The extra width in this model should blow away any concerns about today’s Eccles range being a little dark. The 850 is a stylish van to go touring in; but it does have a handful of niggles, and at this width we would prefer to see ATC fitted as standard.
Light and airy while still modern and stylish
Kitchen extension butts into the lounge area
Eight-foot-wide caravans have been unveiled so regularly recently that one is apt to become a bit blasé about them. But there is something a bit special about the Eccles range – which celebrated its centenary last year – being graced with its own versions of them.
The 850 we test here is one of four eight-foot-wide models that Swift is bringing out this year as an Eccles X sub-range.
There's something special about Eccles getting eight-foot-wide models
Pitching & Setting-up
On the road with an eight-foot-wide caravan, you are going to be just as concerned about stability as you are about the Eccles’ timber-free construction. So it’s good to know that the Eccles comes with an AKS stabiliser. The standard Eccles does not, however, include Al-Ko’s ATC trailer control system, and Swift hasn’t decided to make it standard even on this wider model. That would likely make a big difference to towing comfort.
When the Eccles range was given its complete redesign last year, one thing many people remarked on was its daring – perhaps too daring – dark interior. Well, that dark woodgrain effect on the lockers is still there, as is the black splashback with the diamond pattern in the kitchen, along with the black-with-gold-accent scatter cushions.
But in the wider confines of the X 850, such a scheme doesn’t seem so oppressive. This could be because light streams in through the sunroof and two rooflights over the lounge and the kitchen.
But the other reason for this sense of room is undoubtedly the layout, as this front lounge adopts a layout that includes an L-shaped settee.
There’s no window on the front nearside corner, because Swift has left a space here to fit a TV. Rather nicely, it has even positioned the sockets for such a set within the small cupboard that forms part of the shelf running along the bottom of this panel. So you don’t need to have plugs showing. If you are the kind of person who likes to reach your connections easily, there is another clearly visible here, along with two USBs.
On the other side of the entrance door there is a small sideboard, a coat hook, and a handy shelf where you can leave fobs and keys and the like.
There is a pull-up extension to what is already quite a large work surface in the side kitchen. But you might need to be judicious about when you use it, because in the up position it only really leaves room for one person to sit on the part of the settee that would face the TV directly.
A very large, round stainless-steel sink is built into the work surface, but there is still space to store a kettle at least, and there are two mains sockets close by. A dual-fuel four-burner hob is on the right.
Underneath, you will find a large cupboard with a pull-out shelf inside, while up above there are two overhead lockers either side of a microwave. The one on the left has a mug rack and there’s a crockery rack in the one on the right.

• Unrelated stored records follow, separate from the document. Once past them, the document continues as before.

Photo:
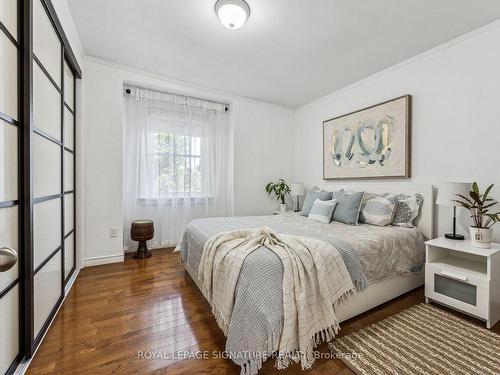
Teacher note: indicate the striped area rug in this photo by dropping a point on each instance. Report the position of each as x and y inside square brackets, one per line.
[420, 340]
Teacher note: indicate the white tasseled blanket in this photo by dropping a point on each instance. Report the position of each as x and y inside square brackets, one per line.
[315, 279]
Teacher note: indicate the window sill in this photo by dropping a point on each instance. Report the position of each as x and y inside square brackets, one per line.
[174, 201]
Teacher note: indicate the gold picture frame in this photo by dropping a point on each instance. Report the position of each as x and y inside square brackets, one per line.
[370, 143]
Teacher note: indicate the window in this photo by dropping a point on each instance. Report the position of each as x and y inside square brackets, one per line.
[178, 159]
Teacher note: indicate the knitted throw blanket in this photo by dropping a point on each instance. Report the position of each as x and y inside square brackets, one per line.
[315, 280]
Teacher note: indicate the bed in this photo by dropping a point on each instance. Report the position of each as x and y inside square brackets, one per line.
[391, 259]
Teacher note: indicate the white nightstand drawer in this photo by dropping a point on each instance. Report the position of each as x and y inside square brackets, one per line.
[459, 289]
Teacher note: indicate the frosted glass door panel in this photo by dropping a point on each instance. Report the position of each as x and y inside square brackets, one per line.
[47, 290]
[47, 229]
[69, 254]
[8, 15]
[8, 162]
[9, 328]
[69, 129]
[46, 167]
[69, 210]
[9, 237]
[69, 86]
[68, 171]
[46, 104]
[46, 44]
[8, 76]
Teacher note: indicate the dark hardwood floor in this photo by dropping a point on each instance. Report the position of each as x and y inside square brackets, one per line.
[114, 312]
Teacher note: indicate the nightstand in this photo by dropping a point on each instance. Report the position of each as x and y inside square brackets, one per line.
[464, 278]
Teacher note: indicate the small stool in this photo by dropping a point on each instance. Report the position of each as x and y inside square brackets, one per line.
[142, 231]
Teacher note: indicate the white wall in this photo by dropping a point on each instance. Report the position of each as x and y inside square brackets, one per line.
[262, 143]
[456, 115]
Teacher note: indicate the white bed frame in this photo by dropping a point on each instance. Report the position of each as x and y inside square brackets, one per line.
[389, 288]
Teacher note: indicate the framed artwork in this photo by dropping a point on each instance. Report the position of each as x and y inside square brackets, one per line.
[373, 142]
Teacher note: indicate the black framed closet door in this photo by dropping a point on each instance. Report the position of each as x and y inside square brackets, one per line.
[37, 174]
[10, 138]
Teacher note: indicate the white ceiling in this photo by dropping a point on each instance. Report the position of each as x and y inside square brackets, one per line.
[289, 52]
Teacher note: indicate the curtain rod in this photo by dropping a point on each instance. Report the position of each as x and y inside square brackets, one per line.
[128, 92]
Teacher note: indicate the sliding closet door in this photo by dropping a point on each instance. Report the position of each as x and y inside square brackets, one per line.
[69, 171]
[9, 187]
[48, 167]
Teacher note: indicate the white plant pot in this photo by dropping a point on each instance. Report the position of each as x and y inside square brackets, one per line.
[480, 237]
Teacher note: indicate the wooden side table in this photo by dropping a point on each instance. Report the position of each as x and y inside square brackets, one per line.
[142, 231]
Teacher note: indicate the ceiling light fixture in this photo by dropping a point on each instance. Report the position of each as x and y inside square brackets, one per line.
[232, 13]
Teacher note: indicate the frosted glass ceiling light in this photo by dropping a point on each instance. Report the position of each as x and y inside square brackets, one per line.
[232, 13]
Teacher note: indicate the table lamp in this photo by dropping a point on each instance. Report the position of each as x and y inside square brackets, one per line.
[296, 190]
[447, 193]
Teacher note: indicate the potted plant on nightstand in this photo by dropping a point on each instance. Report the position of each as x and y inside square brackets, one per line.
[280, 189]
[479, 206]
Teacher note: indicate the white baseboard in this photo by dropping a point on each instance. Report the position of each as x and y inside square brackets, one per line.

The opposite side of the aisle is home to Dometic’s new two-way-opening fridge/freezer with removable freezer – although we found removing it a bit tricky given the position the fridge is in. There is a small locker above the fridge, and an even smaller one below it. A slim storage cupboard for the table sits between the fridge and the washroom door and, as a result, the two shelves above it are restrictively narrow.
Unusually for a central washroom such as this, there’s no central washbasin. The salad-bowl-style basin is over on the offside near the circular loo, with a double cupboard above it and an opaque window. The central pillar instead has a large mirror lit by one LED light with a cupboard underneath it. You could use this for hair drying, only there isn’t any mains socket nearby.
The circular shower on the nearside doesn’t have its own vent, but it does have an LED light and an Ecocamel showerhead. Outside it you will find plenty of places to leave a dressing gown, and a towel near the Alde radiator.
The inline island bed in the rear bedroom butts up right against the central pillar, so wouldn’t be great for anyone on the particularly tall side. But there are touches in here that you don’t always find in rear bedrooms like this, such as the cloth panelling around the windows, and the drawer in the little cupboards underneath the two wardrobes either side of the bed. There’s good headroom too, and a TV bracket along with the required sockets on the central pillar.
The other double is made up from a platform that comes out of the L-shaped settee at the front. Such settees rarely make the most comfortable solution for couples, because one partner has to put up with an odd assortment of cushions. But the bed in here isn’t as complex as some arrangements we have seen, and the extra width of the caravan means that it’s lovely and long, too. And with this arrangement an early riser still gets somewhere to sit and have a cuppa.
The platform for the bed in the L-shaped settee makes reaching the area under here tricky, although there is some space for storage if you can make it. There is loads of space under the rear bed, which you can access from either side of the pillar. The overhead lockers here are a good combination of shelved and unshelved.